Is this policy good enough? It is close, but not perfect: Here are two small issues we can address.

Schedule period > deletion period. ** Suppose you have a yearly query YQ capturing user data. According to above policy YQ will be deleted after 90days. But then it is no longer of any use. This table thus makes no sense. Let’s introduce a check that makes sure that at least all user tables are rerun within 90 days (the udf as_interval takes a list of [+-]d+[dwmy] strings and casts it as an interval).

-- user data tables with a schedule period > 90 days
select t.table_id
from tables t
where (t.classifiers like %TableContent.user_data% 
  and as_interval(t.schedule) > interval 90 DAY)  

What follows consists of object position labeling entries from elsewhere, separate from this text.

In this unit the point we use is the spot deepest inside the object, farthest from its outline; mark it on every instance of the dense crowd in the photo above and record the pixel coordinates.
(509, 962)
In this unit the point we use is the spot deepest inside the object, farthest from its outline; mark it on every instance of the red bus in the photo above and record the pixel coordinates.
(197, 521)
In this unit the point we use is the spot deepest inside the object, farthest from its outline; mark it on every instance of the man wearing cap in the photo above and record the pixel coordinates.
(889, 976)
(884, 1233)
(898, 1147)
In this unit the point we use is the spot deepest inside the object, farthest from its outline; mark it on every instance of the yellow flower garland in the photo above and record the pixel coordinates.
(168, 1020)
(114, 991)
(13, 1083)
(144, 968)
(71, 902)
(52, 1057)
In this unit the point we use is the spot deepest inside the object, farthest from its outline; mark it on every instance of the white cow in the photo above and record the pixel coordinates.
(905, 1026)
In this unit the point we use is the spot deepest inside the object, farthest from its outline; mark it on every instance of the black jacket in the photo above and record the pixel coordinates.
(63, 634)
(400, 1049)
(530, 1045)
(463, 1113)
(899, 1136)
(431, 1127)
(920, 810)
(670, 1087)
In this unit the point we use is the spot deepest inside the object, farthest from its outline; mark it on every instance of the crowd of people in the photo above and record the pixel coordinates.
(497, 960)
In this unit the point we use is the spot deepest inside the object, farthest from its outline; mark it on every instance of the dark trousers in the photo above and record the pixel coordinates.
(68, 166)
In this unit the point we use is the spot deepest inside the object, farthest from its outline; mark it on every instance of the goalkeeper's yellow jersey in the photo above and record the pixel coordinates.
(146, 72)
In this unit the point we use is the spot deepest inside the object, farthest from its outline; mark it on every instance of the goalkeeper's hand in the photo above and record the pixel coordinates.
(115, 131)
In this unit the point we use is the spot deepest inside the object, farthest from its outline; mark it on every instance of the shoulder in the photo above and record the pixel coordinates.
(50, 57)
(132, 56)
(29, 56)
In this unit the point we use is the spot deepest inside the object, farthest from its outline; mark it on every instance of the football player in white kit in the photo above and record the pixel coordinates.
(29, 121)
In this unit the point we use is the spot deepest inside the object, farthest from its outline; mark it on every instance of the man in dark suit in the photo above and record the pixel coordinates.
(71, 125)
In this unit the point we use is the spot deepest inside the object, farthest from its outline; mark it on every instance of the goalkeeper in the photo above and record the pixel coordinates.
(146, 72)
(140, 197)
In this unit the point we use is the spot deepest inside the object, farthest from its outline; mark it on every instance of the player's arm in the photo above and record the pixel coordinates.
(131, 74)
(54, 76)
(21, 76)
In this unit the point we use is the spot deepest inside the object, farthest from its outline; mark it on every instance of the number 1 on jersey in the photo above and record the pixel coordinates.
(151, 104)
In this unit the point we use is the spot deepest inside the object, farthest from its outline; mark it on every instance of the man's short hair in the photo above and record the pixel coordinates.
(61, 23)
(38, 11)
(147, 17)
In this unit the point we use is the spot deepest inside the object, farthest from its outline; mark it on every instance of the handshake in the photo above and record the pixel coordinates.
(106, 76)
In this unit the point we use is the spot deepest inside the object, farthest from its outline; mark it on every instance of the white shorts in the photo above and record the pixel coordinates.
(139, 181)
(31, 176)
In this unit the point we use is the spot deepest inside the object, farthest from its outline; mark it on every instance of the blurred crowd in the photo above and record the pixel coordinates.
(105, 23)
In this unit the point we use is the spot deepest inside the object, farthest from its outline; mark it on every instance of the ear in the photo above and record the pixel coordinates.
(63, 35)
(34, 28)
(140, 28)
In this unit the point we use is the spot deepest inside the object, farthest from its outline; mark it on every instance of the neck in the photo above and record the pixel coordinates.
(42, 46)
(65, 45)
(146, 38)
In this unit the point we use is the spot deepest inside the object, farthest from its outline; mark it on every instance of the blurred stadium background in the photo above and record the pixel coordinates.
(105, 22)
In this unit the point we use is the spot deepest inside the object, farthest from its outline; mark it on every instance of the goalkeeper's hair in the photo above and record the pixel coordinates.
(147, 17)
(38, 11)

Timegrain greater than +1d*.* A table with timegrain greater than 1d, captures past events . Suppose you have the L7 daily user action table, which timegrain is +7d. Assume that you have the L7 table starting on 2023-01-01, 02, etc. The L7 table from 2023-01-10 captures all data from 2023-01-04 to 2023-01-10. Suppose a user leaves on 2023-01-05. The user is fully gone on 2023-01-12. So if we delete the L7 table only after 90 days, we still might have PII for a user that we promised to delete after 90 days.

There are two ways to deal with time grains that are greater than 1day. First, simply adopt above query and use the time grain in addition to the policy value, e.g

   t.classifiers = '%TableContent.user_data%'
        AND DATEDIFF(@date, p._date) > (90 - duration_of_time_grain(t.classifiers))

An alternative approach is to simply say that no table can have a schedule > 45d. This guarantees that after 90 days a user is automatically deleted.